This project extends an existing Home Assistant setup (on Raspberry Pi 4) to control IR‐only devices via an ESP32 acting as an IR transceiver, and to monitor indoor temperature and humidity. We use the YS-IRTM module to sniff and replay NEC‐protocol commands, and a DHT11 sensor to read environment data every 30 minutes. All IR commands and sensor readings are exposed in Home Assistant as entities.
Total cost: ≈ 94 RON
1. YS-IRTM decodes NEC IR and emits 3 bytes over UART. 2. ESPHome buffers 3 bytes, then publishes an MQTT/state update (`ir_hub/last_command`). 3. Home Assistant sensor template splits into user-code and command.
1. HA invokes `switch.ir_send_<device>_<cmd>`. 2. ESPHome writes 5-byte payload (Addr: 0xA1, F1: 0xF1, UC High, UC Low, Cmd) to UART. 3. YS-IRTM emits NEC frame (9 ms mark, 4.5 ms space, data bits 562 µs @38 kHz). 4. Module replies 0xF1 on success; ESPHome retries once after 1 s if no ack.
Function | NEC Code |
---|---|
Power On/Off | 01 FE 04 |
Mute | 01 FE 09 |
Volume Down | 01 FE 05 |
Volume Up | 01 FE 06 |
Hardware setup: ESP32, YS-IRTM module and DHT11 sensor wired on the breadboard and powered on.
ESP32 in Home Assistant UI: The ESP32 entity and exposed IR switches and sensor values displayed on the HA dashboard.

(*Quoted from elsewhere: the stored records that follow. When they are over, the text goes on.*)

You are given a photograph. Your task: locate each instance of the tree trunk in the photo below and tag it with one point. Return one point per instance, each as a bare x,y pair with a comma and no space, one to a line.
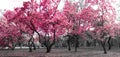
109,44
68,42
103,45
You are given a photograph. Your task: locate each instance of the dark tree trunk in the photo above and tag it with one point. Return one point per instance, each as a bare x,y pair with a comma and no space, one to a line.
103,45
68,42
76,43
49,45
30,47
34,47
109,44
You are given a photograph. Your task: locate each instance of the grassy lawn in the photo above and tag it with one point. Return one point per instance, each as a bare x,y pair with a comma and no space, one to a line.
61,52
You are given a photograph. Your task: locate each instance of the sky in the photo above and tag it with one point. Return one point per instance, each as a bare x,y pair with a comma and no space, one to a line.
10,4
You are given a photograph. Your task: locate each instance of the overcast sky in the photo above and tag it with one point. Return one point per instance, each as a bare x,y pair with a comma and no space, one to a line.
10,4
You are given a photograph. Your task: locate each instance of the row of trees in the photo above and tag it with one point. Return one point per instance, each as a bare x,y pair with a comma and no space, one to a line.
45,19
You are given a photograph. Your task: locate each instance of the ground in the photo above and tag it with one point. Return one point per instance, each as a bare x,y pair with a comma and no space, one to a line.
61,52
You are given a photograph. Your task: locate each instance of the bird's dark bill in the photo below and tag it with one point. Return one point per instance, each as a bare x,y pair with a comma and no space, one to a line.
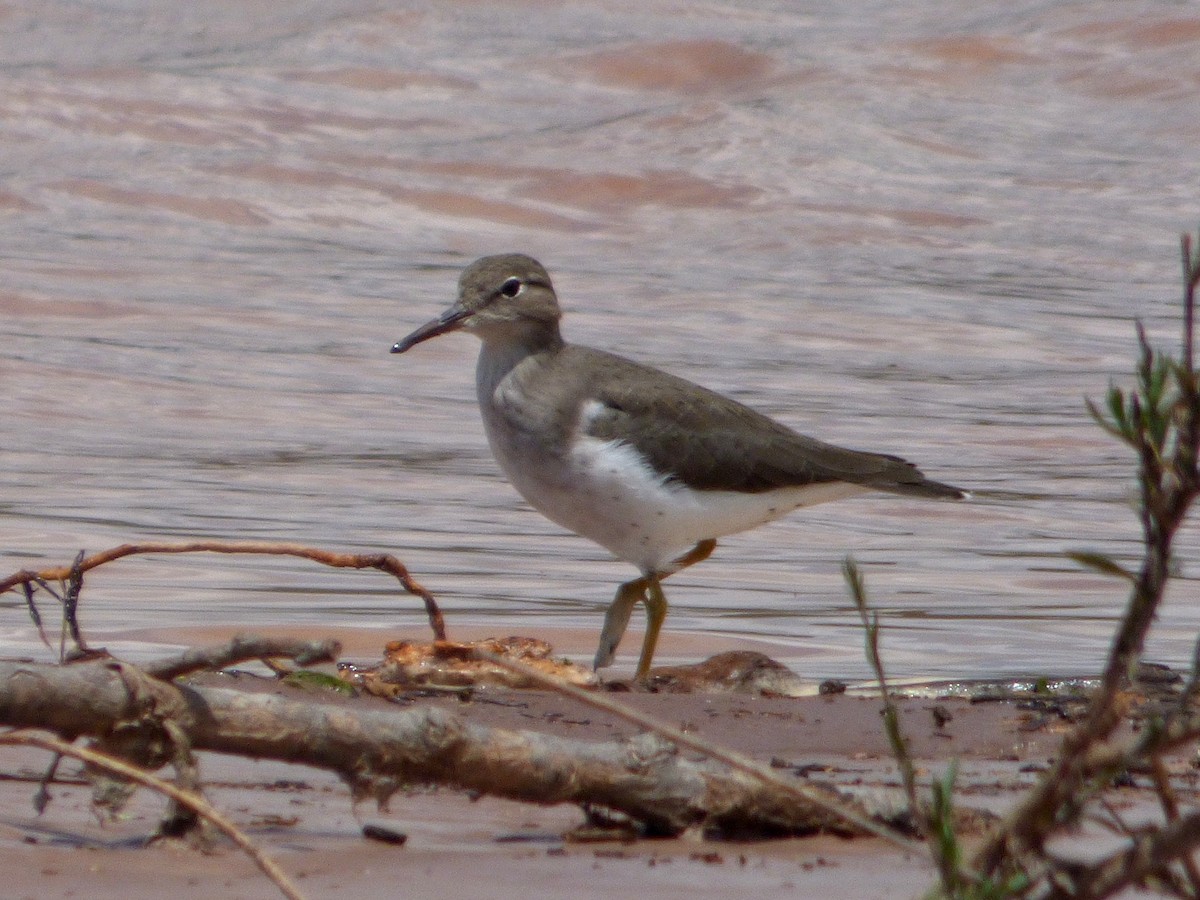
450,321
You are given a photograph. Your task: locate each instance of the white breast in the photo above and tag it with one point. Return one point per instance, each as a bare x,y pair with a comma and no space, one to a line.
605,490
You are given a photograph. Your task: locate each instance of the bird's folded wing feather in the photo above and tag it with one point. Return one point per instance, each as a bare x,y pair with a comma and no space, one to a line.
713,443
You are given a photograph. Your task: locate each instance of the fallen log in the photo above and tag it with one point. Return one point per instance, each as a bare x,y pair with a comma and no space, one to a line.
377,751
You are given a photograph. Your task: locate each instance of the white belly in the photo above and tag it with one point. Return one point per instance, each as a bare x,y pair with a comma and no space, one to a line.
604,491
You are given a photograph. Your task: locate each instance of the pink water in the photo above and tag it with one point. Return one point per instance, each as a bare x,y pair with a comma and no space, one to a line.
922,228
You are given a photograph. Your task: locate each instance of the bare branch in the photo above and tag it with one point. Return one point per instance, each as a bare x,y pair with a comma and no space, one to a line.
379,751
383,562
186,798
239,649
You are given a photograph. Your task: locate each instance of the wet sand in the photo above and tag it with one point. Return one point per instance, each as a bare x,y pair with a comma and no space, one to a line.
457,845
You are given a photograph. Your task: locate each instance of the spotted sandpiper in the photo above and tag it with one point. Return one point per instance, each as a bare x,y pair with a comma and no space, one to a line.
649,466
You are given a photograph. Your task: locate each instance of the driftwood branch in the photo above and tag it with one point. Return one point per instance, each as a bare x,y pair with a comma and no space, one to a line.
72,575
852,817
186,798
240,649
378,751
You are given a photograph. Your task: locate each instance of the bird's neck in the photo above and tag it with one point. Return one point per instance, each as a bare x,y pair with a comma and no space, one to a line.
503,351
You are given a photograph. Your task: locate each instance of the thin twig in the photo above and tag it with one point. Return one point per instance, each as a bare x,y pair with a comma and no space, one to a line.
239,649
730,757
383,562
853,577
186,798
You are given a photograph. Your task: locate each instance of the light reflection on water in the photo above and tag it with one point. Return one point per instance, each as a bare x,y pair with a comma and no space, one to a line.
933,245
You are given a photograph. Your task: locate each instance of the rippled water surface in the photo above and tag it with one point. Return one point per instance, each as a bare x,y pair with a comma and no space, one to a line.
909,227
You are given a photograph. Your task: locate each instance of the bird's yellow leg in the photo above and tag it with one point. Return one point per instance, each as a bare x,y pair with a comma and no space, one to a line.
616,621
655,615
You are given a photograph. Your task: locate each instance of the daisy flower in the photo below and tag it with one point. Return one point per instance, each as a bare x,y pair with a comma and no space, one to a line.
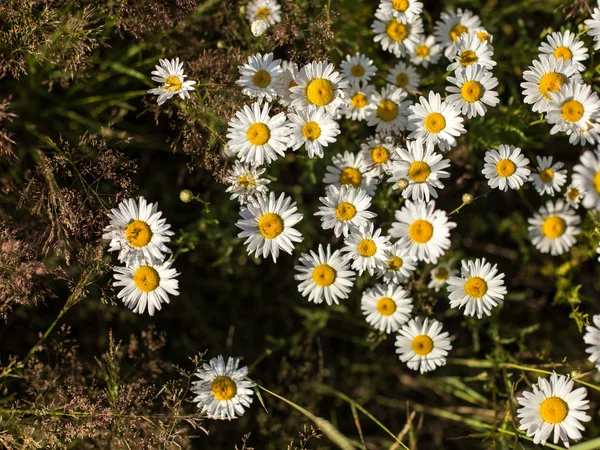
146,285
350,169
506,167
172,81
553,408
479,288
397,36
422,345
549,177
387,109
245,182
221,392
422,230
422,168
545,76
259,76
554,227
435,122
367,249
314,129
427,52
357,68
268,10
566,46
400,266
592,338
470,50
386,306
320,85
474,88
324,276
404,76
137,231
346,208
268,224
255,137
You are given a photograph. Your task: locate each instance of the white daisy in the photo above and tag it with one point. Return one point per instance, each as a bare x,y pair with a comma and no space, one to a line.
400,266
479,288
146,285
426,52
314,129
260,75
268,224
422,345
345,208
358,68
404,76
472,91
553,408
386,306
423,230
172,79
222,393
422,168
566,46
255,137
387,109
549,177
245,182
435,122
324,276
319,85
592,338
506,167
350,169
137,231
470,50
397,36
367,249
554,227
545,76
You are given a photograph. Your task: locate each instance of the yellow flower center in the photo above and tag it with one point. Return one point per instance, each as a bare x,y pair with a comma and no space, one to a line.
223,388
505,168
397,31
420,231
270,225
554,410
146,278
320,92
475,287
572,111
173,83
324,275
138,233
345,211
435,122
387,110
471,91
367,248
419,171
563,52
258,133
550,82
311,130
352,176
468,58
386,306
422,345
359,100
554,227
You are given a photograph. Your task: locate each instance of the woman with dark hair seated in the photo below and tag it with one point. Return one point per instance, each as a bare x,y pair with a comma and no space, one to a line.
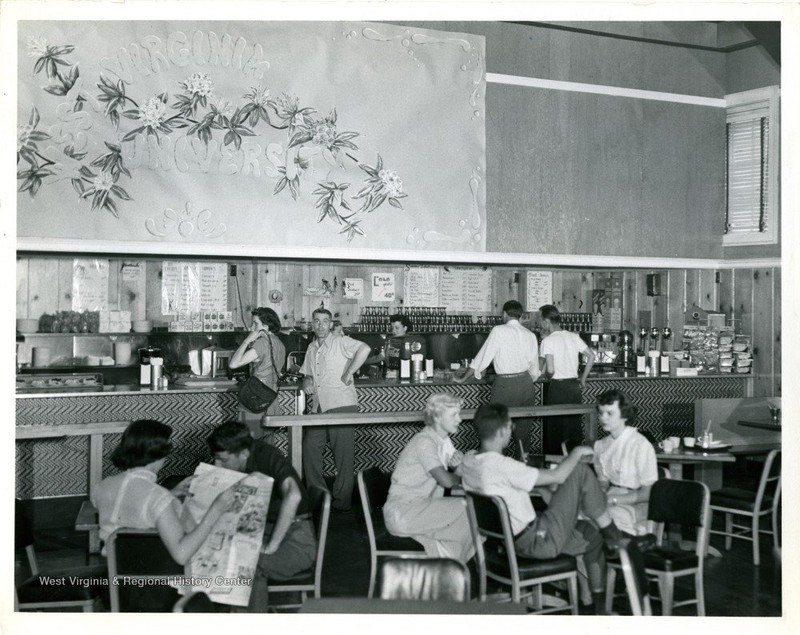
263,350
133,499
625,463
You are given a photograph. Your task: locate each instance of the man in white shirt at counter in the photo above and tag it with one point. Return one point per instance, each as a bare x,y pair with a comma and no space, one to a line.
514,351
329,366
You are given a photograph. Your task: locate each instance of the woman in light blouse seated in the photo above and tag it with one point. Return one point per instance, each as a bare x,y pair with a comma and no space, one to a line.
133,499
416,506
625,463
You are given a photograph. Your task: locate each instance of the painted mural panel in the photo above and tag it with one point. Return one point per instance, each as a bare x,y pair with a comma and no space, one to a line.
303,134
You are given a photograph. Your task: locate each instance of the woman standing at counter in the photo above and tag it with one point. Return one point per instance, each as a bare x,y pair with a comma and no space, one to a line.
561,352
266,353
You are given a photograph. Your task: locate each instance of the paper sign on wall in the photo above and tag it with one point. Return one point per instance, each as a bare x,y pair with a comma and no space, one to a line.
189,287
89,285
421,286
382,287
353,288
540,289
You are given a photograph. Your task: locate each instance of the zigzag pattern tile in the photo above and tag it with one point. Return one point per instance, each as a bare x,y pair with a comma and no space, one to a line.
666,406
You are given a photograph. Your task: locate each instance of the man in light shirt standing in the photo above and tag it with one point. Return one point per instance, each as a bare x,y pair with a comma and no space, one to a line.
329,366
514,351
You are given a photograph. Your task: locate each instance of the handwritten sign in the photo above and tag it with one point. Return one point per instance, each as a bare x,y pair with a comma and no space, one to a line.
421,286
89,285
353,288
540,289
466,289
190,287
382,287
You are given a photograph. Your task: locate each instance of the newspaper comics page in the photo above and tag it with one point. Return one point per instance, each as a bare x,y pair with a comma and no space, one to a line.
225,565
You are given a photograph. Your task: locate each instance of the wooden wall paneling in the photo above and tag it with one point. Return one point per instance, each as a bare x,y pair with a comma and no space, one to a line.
43,290
660,303
629,302
644,303
23,286
152,292
65,271
725,299
743,300
763,326
708,289
777,374
692,292
675,289
114,280
571,300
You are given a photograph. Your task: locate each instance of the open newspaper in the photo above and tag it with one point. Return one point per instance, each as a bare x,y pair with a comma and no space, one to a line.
225,565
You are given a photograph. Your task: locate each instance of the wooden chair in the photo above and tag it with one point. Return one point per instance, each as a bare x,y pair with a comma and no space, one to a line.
79,587
373,488
684,503
310,581
733,501
635,575
498,560
139,557
411,578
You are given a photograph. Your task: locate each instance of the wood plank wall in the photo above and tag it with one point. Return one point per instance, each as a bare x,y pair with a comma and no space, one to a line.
750,297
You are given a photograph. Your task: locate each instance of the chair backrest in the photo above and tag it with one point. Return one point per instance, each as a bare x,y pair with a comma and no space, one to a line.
636,582
491,531
770,482
140,554
321,512
423,579
683,502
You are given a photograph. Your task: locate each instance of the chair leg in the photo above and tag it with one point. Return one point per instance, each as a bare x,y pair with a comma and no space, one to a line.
728,531
372,571
666,588
756,530
611,580
698,589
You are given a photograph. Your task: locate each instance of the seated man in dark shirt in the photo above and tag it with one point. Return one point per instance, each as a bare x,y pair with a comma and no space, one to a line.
290,545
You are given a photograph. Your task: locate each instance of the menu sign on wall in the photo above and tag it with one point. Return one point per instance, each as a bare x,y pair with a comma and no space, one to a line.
89,285
421,286
190,287
540,289
466,289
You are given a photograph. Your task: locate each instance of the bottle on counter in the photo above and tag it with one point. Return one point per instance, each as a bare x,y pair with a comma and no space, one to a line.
405,361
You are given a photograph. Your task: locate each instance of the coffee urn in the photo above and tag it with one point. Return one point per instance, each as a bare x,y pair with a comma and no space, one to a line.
626,357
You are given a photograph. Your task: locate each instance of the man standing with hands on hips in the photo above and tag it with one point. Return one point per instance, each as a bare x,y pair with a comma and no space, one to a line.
514,351
329,366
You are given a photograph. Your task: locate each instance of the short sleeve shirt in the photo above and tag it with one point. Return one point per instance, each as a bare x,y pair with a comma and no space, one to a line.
271,462
131,499
263,367
565,347
324,363
493,474
411,479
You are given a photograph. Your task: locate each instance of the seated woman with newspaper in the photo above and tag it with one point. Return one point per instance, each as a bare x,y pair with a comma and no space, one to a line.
133,499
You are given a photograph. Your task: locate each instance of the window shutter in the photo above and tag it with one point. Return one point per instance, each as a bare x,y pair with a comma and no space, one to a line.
747,175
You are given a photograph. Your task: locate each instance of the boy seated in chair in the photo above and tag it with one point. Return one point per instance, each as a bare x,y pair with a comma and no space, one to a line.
558,529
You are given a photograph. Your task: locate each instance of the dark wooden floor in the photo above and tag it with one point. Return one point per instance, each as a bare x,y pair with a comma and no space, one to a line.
733,585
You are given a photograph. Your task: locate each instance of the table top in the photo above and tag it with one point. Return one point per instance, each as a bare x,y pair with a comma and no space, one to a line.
764,424
366,605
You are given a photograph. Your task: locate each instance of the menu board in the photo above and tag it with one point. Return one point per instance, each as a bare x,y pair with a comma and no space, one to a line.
189,287
421,286
539,289
89,285
466,289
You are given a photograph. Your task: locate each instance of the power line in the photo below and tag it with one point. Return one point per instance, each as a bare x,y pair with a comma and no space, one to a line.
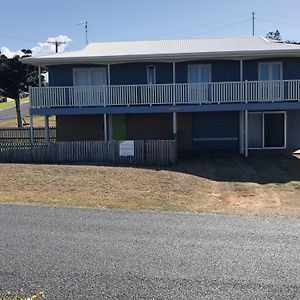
207,24
276,15
253,23
85,23
226,26
17,38
279,22
57,44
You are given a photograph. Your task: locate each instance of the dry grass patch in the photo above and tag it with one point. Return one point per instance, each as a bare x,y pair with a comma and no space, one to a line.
134,188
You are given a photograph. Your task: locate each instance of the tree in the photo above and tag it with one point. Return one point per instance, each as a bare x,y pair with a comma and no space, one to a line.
16,77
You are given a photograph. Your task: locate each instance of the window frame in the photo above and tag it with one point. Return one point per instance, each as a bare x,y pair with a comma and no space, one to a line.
263,129
199,66
269,64
89,70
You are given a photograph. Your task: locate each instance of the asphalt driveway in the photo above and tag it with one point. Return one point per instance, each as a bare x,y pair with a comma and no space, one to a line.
105,254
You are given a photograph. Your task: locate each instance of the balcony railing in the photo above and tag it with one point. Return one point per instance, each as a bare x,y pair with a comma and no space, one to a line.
169,94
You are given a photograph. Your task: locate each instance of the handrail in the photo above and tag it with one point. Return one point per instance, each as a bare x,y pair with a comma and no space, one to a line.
171,94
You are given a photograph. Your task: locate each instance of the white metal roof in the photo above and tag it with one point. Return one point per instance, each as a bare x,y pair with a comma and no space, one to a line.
104,52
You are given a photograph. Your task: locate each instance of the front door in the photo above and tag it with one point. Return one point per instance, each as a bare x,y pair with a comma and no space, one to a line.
266,130
199,76
271,86
274,130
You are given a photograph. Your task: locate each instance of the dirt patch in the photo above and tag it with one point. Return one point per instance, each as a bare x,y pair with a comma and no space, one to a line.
134,188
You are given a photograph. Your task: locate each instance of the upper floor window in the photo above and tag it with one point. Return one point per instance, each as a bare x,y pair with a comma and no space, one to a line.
199,73
151,75
89,76
270,71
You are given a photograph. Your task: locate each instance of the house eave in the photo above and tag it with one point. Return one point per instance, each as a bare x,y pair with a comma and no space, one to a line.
234,55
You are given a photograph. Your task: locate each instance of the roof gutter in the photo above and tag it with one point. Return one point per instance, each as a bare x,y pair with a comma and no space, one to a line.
47,61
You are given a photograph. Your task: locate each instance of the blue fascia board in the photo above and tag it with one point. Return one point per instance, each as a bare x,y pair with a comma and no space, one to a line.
164,108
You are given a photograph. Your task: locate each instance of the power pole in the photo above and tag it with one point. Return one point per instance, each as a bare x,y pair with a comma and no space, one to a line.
57,44
253,23
85,23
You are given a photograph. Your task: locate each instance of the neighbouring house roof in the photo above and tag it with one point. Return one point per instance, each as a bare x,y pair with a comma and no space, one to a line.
170,50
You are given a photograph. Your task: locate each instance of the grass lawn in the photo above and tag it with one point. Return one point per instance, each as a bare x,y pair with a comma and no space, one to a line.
214,184
38,121
11,103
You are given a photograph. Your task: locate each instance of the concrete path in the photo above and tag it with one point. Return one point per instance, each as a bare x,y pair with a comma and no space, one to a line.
105,254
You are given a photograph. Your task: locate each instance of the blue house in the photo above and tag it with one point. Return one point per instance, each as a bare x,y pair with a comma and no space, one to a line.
228,93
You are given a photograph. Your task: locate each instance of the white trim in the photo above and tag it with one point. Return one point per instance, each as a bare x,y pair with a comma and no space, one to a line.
40,76
108,74
31,130
269,64
263,129
174,72
241,131
148,77
246,133
103,69
105,127
174,124
199,66
241,70
215,139
47,133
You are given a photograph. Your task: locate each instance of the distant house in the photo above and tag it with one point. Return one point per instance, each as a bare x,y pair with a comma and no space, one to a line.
229,93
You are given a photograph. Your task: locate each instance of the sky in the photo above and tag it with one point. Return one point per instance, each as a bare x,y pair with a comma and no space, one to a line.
31,24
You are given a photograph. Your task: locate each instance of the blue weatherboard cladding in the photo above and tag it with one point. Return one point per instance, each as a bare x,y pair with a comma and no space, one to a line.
62,75
136,73
221,70
215,131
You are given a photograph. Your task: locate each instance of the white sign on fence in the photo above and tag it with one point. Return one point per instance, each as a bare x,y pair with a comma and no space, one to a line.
126,148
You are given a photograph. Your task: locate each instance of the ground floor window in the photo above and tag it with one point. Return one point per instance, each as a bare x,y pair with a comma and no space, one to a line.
267,130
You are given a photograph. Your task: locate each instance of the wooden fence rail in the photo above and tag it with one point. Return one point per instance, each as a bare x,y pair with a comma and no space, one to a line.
22,135
149,152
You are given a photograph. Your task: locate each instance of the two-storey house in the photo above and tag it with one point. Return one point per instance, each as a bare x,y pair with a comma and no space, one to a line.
228,93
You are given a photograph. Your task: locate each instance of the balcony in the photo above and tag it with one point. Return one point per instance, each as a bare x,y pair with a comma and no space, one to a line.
166,94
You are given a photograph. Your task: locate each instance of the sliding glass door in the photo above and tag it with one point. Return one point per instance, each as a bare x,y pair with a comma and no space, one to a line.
267,130
274,130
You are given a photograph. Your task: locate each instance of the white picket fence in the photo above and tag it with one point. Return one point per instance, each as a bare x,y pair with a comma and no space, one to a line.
149,152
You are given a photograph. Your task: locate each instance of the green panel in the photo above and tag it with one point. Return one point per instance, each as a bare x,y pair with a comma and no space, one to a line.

Inside Temperature Graph: Logged DHT11 readings showing temperature variations over time.
Inside Humidity Graph: Logged DHT11 readings showing humidity fluctuations over time.
All NEC remotes in the stereo system are learned and replayed via Home Assistant. Indoor temperature and humidity are logged every 30 minutes and available in HA dashboards. OTA updates allow wireless firmware management.